Practical Mlops Explained

What is MLOps?

Machine learning operations designs around a pipelines for machine learning models.

Normally data science protoype around notebooks, gathering data, cleaning data, and then training a model. The final model is presented to stakeholders for review to see if it meets the requirements.

The problem is the notebooks are not production ready. The incentives around notebooks does not promote good software engineering practices. Unit and integration testing becomes a problem. The whole process is not reproducible.

The basic principal of mlops is to treat machine learning models as software. The model and data are tracked together and monitored so that the models perform similarily to any environment.
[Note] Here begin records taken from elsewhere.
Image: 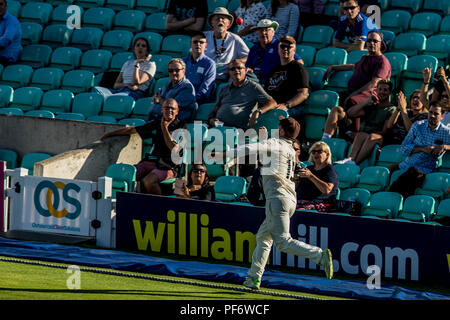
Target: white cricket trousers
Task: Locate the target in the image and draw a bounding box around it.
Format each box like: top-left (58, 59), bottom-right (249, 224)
top-left (248, 197), bottom-right (322, 279)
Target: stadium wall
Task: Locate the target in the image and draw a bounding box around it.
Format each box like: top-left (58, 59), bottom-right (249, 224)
top-left (116, 192), bottom-right (450, 285)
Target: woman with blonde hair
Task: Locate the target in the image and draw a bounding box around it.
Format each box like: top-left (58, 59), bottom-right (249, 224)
top-left (296, 141), bottom-right (338, 212)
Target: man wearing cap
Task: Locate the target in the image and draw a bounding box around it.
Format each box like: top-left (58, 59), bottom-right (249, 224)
top-left (245, 19), bottom-right (303, 84)
top-left (205, 7), bottom-right (249, 82)
top-left (264, 36), bottom-right (309, 118)
top-left (215, 117), bottom-right (333, 289)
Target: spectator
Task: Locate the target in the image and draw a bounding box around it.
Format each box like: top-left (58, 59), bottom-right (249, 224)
top-left (208, 60), bottom-right (276, 129)
top-left (0, 0), bottom-right (22, 66)
top-left (174, 164), bottom-right (215, 201)
top-left (268, 0), bottom-right (300, 39)
top-left (205, 7), bottom-right (249, 82)
top-left (265, 36), bottom-right (309, 118)
top-left (245, 19), bottom-right (303, 84)
top-left (421, 67), bottom-right (450, 125)
top-left (166, 0), bottom-right (208, 33)
top-left (296, 141), bottom-right (338, 212)
top-left (149, 58), bottom-right (196, 121)
top-left (183, 31), bottom-right (216, 104)
top-left (295, 0), bottom-right (328, 27)
top-left (101, 99), bottom-right (185, 195)
top-left (92, 38), bottom-right (156, 100)
top-left (323, 30), bottom-right (391, 110)
top-left (326, 80), bottom-right (396, 165)
top-left (384, 90), bottom-right (428, 145)
top-left (333, 0), bottom-right (376, 52)
top-left (389, 102), bottom-right (450, 199)
top-left (235, 0), bottom-right (267, 43)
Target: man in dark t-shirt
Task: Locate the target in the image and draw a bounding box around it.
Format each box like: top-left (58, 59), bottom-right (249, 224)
top-left (265, 36), bottom-right (309, 118)
top-left (101, 99), bottom-right (185, 195)
top-left (166, 0), bottom-right (208, 34)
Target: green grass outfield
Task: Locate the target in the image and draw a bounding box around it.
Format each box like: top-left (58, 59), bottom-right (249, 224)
top-left (0, 257), bottom-right (348, 300)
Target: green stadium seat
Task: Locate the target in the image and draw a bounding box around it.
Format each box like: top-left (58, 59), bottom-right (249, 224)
top-left (108, 52), bottom-right (135, 72)
top-left (49, 1), bottom-right (85, 26)
top-left (313, 47), bottom-right (347, 69)
top-left (306, 67), bottom-right (326, 91)
top-left (0, 149), bottom-right (17, 169)
top-left (19, 2), bottom-right (53, 25)
top-left (61, 70), bottom-right (94, 94)
top-left (100, 95), bottom-right (135, 120)
top-left (381, 10), bottom-right (411, 34)
top-left (135, 0), bottom-right (168, 14)
top-left (375, 144), bottom-right (405, 168)
top-left (82, 7), bottom-right (115, 31)
top-left (0, 85), bottom-right (14, 108)
top-left (80, 49), bottom-right (112, 73)
top-left (398, 195), bottom-right (436, 222)
top-left (24, 110), bottom-right (55, 119)
top-left (10, 87), bottom-right (44, 112)
top-left (20, 152), bottom-right (52, 176)
top-left (322, 138), bottom-right (348, 162)
top-left (72, 92), bottom-right (103, 118)
top-left (19, 44), bottom-right (52, 69)
top-left (114, 10), bottom-right (145, 33)
top-left (347, 50), bottom-right (368, 64)
top-left (55, 112), bottom-right (86, 121)
top-left (144, 12), bottom-right (167, 34)
top-left (101, 30), bottom-right (133, 54)
top-left (105, 0), bottom-right (136, 12)
top-left (29, 68), bottom-right (64, 91)
top-left (132, 98), bottom-right (152, 120)
top-left (117, 118), bottom-right (147, 127)
top-left (133, 31), bottom-right (163, 54)
top-left (295, 44), bottom-right (317, 67)
top-left (214, 176), bottom-right (247, 202)
top-left (20, 22), bottom-right (43, 47)
top-left (392, 32), bottom-right (427, 57)
top-left (414, 172), bottom-right (450, 200)
top-left (40, 24), bottom-right (73, 49)
top-left (355, 166), bottom-right (389, 192)
top-left (0, 64), bottom-right (33, 89)
top-left (301, 26), bottom-right (334, 49)
top-left (160, 34), bottom-right (191, 58)
top-left (389, 0), bottom-right (423, 13)
top-left (68, 27), bottom-right (103, 51)
top-left (361, 191), bottom-right (403, 219)
top-left (48, 47), bottom-right (83, 71)
top-left (423, 34), bottom-right (450, 67)
top-left (105, 163), bottom-right (136, 199)
top-left (40, 89), bottom-right (74, 114)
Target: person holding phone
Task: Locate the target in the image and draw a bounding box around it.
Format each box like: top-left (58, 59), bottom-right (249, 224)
top-left (92, 38), bottom-right (156, 100)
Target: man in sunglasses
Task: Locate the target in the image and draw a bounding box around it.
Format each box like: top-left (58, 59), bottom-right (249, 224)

Following this guiding principal. The idea is to create a python package that can be deployed to any environment. Making sure the data can be inserted into the model for feature engineering is important

My Simple Design

Following that idea, you layer it with a tech stack. Either Github, Azure devops or Amazon code deploy. It all works the same. Luckily Databricks took care of most platform engineering problem. I can write deployment yml and configs to control where my data flows and individual workflow processes from ETL to model training and batch predictions.

semantic_png

In this setup:

  • I designed a python package that does ETL, model training and predictions.
  • CI/CD into Databricks for automatic deployment and workflow scheduling.
  • Models are stored in MLflow and registered models are ready to be transitioned into different stages.
  • Registered production models are deployed for batch predictions.
  • Batch prediction tables are shared via SQL warehouse to Salesforce.
  • Feedback are later processed and used to retrain the model.

Problems to the design

You really wanna take a look into how different environments are setup if its capable of traversing into different workspaces. If the cloud team is unable to setup security permissions for CI/CD to transact - you got bigger problems mate.

Databricks really takes alot of problems away from you. If you have other setups, you might need to consider how your managing your pyspark clusters, mlflow instance for model versioning, and airflow for orchestration.